The following is a loose collection of scripts for recreating the proof of concept experiments done in the lsd.docking.org paper

Requirements:

redis (which must be installed separately)
rad
pyarrow
stringzilla
chemprop=2.0.2

Pip Install Requirements

git clone https://github.com/bwhall61/lsd.git
cd lsd
pip install .

Dockerfile Install Requirements

Because we use GPUs to train the chemprop models, your docker containers need to have access to GPUs.
Install NVIDIA Container Toolkit
Build the docker container:

git clone https://github.com/bwhall61/lsd.git
cd lsd
docker build -t lsd .

Run the docker container with access to GPUS: docker run --rm --gpus all -it lsd

Note

For the original paper, we did not use the updated RAD python package. Instead, we did traversals directly in c++ with compiled scoring functions. Everything presented here should be equivalent, but some steps may not scale as well. If a particular step is taking longer than you think it should, please let me know and I will look into it.

Walkthrough

We provide a walkthrough for a small scale example:

  • Begin with 10 million Sigma2 docking scores from lsd.docking.org
  • Sample training/validation sets of 10,000/2,000 molecules with the three different sampling strategies investigated in the paper
  • Train chemprop models to predict docking scores
  • Test these chemprop models on a test set of 1,000,000 molecules
  • Create an HNSW of all 10 million molecules and traverse it with each chemprop model

First, download the example data.
Place the example_input folder into the examples folder, and cd examples.

Chemprop

Sampling training/validation datasets

python ../chemprop/sample_data.py --smiles_folder example_input/ --output_folder models/ --num_reps 1 --sampling_strategies top random stratified --num_to_sample 12000 --top_cutoff 1 --stratified_fraction 0.8

This script will sample 12,000 molecules from the dataset to use as training/validation sets.

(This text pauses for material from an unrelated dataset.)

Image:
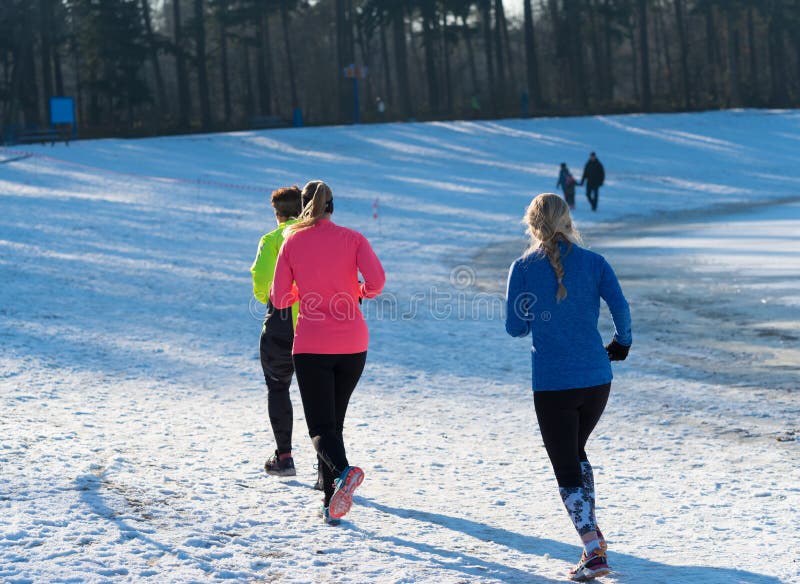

Once randomly, once from the top 1% scoring molecules, and once where 80% of the set is from the top 1% scoring molecules and the remaining 20% is from the rest.

Required inputs:
--smiles_folder should be a folder with csv files containing the docking scoring data in the format: SMILES,ID,SCORE
--output_folder will be the output folder that contains subdirectories for each sampled dataset. The output directory structure is{output_folder}/{sampling_strategy}/{num_to_sample}/{rep}. For ex: models/random/12000/0 for the first replicate of the random sampling strategy of 12,000 molecules
--num_reps is the number of replicates for each sampling strategy and dataset size
--sampling_strategies is a list of the sampling strategies to employ. Options are top, random, and stratified
--num_to_sample is a list of dataset sizes to sample
--top_cutoff is the fractional cutoff used for top and stratified sampling. For ex: top_cutoff=1 means that top sampling will only sample from the top 1% of scores
--stratified_fraction is the fraction of the dataset to sample from the best scoring molecules (defined by top_cutoff) when using the stratified sampling strategy. The rest of the dataset will be sampled from the remaining molecules

Optional inputs:
--skip_one_line defaults to True to skip the input csv header. If your input data doesn't have a header, set this to False
--seed can be provided to seed the sampling

Training chemprop

All models at once:

../chemprop/train_all_chemprop.sh --model_folders models --train_fraction 0.8333 --gpus 0 1 2 3

This bash script will simultaneously train chemprop models for all sampled datasets from the previous step. 83.3% of the dataset (~10,000) will be used for training and the remaining 16.7% (~2,000) will be used for validation.

Required inputs:
--model_folders is the outermost folder that contains all of the sampled data (the output folder from the train/validation sampling step)
--train_fraction is the fraction of the dataset to use for training. The rest will be used for validation
--gpus is a list of GPU IDs to use for training

Optional inputs:
--seed can be provided to seed the splitting of the training and validation sets.

Individual models

You can also train individual models with the following python script. This is useful if you need to distribute training to nodes of an HPC or cannot train all models simultaneously due to computational constraints.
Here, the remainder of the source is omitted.